You cannot parse out the reason for no or you will go crazy.
It's a one way ticket to the loony bin, not to Clooney &Gin and that's not where you want to be.

Keep querying.


Desperate Writer said...

My rejections often include "...doesn't have that certain 'spark' we're looking for..."

I have interpreted this to mean, "We're not sure what we're looking for, but we'll know it when we see it. This isn't it."

Anonymous said...

Your believable characters and relatable plot might be already present in other novels that will hit the market well before yours ever does, thus while your writing doesn't suck and you shouldn't throw in the towel your current project isn't really valuable to agents or publishers.

Anonymous said...

Here is an analogy. I use to work as a car salesman. I worked on a lot with many different brands of both used and new cars. I could never sell anyone a Volvo. There is nothing wrong with Volvos except that I never really liked them. They were not to my taste.

If I had my say the dealership I worked for wouldn't have sold them, because I didn't really believe in the product. The cars are safe, have decent performance, and are not priced outrageously. However, I could come up with tons of other cars I would recommend in their place.

I think literary agents are often in a similar position. There is nothing inherent in your writing that makes it unsalable, however you need to find someone else to do it. There are probably lots of reasons to buy a Volvo, I just don't know what they are so i couldn't do it.

dan said...

Just like you don't buy every book in the bookstore, an agent doesn't either. That's basically what they're doing: buying your book.

By buying, I don't mean that literally, but it's close. They are deciding they love it enough to want to spend money and time on it, and they think (hope?) they can convince the editors they know to buy it, too.

They can't buy every book that comes in; just as you don't read everything. Don't fret. Don't worry. Keep sending it out and work on your next book.

Anonymous said...

Nicely put, Anon No. 2 and Dan.

Author, find encouragement in the fact that these agents took the time to say nice things about your writing.

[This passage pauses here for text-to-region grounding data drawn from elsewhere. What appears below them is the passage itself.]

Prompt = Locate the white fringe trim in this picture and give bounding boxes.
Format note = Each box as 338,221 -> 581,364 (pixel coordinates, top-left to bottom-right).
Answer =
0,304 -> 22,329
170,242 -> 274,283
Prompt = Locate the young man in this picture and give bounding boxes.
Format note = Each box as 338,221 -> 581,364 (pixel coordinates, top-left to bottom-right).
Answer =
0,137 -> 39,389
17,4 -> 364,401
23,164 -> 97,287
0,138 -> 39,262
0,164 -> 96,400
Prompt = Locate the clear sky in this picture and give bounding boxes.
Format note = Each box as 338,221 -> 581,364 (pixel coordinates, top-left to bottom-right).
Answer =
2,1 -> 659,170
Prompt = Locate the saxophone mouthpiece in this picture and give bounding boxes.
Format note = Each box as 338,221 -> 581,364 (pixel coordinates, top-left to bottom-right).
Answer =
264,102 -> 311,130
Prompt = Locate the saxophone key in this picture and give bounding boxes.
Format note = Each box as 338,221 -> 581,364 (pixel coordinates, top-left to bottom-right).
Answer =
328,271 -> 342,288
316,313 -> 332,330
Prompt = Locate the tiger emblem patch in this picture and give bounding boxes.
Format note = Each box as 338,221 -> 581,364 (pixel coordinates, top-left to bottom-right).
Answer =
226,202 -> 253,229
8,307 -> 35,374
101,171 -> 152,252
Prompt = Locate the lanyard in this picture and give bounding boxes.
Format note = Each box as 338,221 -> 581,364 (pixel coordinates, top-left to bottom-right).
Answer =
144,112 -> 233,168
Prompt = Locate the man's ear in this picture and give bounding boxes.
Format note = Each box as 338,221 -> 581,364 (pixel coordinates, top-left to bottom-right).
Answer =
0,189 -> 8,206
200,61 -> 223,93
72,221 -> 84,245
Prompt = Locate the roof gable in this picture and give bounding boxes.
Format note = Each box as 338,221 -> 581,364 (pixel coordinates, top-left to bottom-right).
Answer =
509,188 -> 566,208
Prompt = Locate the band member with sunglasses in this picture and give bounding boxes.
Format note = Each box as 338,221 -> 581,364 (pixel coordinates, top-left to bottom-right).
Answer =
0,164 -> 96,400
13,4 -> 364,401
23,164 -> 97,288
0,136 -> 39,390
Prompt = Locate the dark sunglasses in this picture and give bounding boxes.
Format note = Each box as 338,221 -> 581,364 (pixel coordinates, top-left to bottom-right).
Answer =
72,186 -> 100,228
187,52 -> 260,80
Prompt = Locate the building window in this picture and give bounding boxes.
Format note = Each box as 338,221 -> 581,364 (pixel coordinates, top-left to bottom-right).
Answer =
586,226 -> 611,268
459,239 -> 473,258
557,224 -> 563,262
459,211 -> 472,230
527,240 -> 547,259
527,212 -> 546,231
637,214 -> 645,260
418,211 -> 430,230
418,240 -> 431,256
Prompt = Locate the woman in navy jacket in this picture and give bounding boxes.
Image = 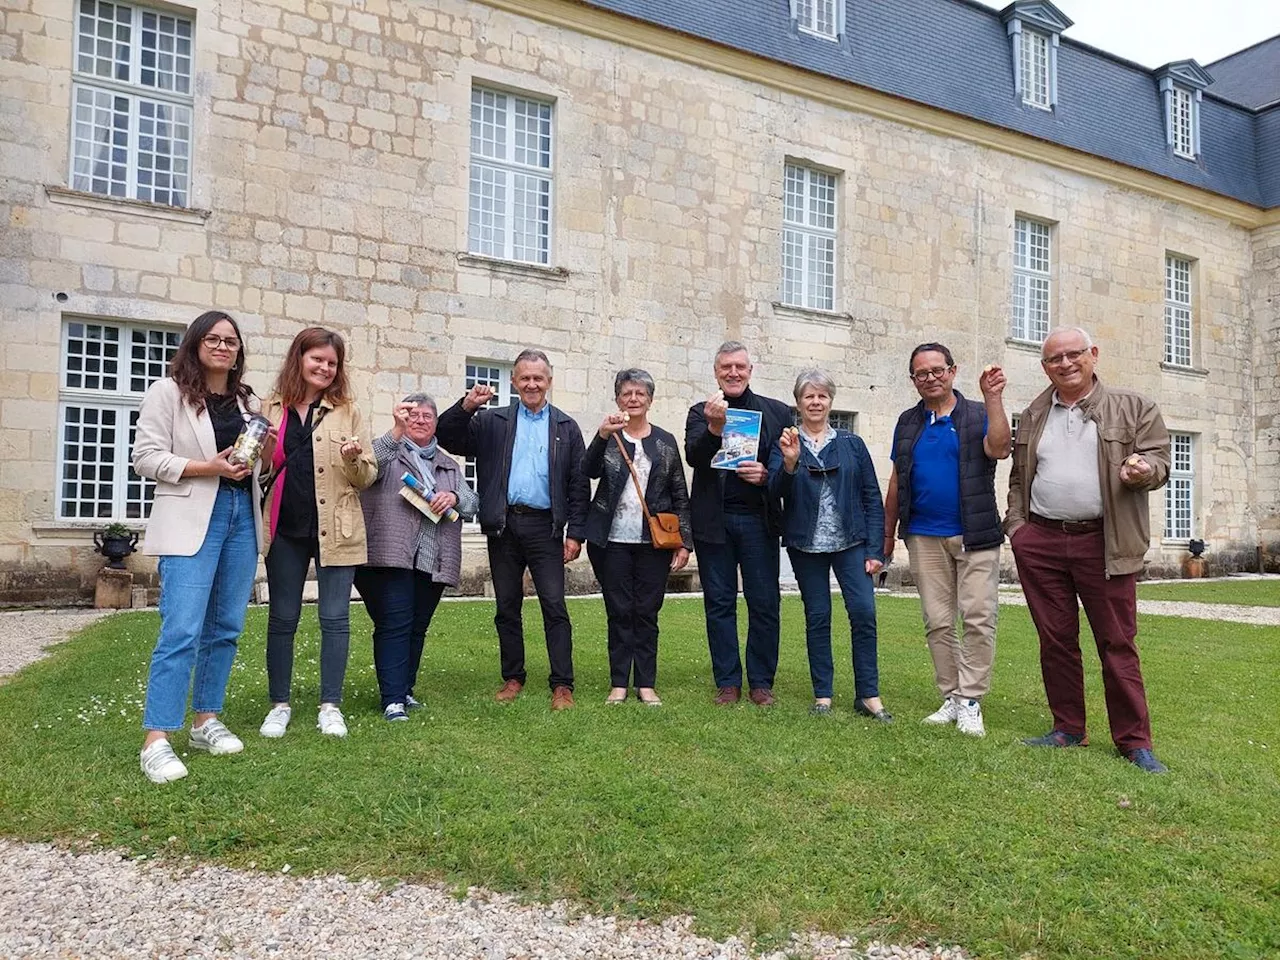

If it sukt, you would have seen nothing but the dreaded "not right for our list" or "not at this time" boilerplate.

angrylil'asiangirl said...

hmm. sounds a bit whiny.

kathie said...

It's incredibly hard not to obsess over these letters. And if there's enough to go on, the feedback can lead to your next (or first) great work. Hang in there, keep writing, send it back out. Whatever, but keep moving ahead with your plans.

Anonymous said...

What you have there is a subjective pass. "This is a good novel, I just don't want to represent it. Personal taste."

Also, what everyone else said. Especially Volvo Guy.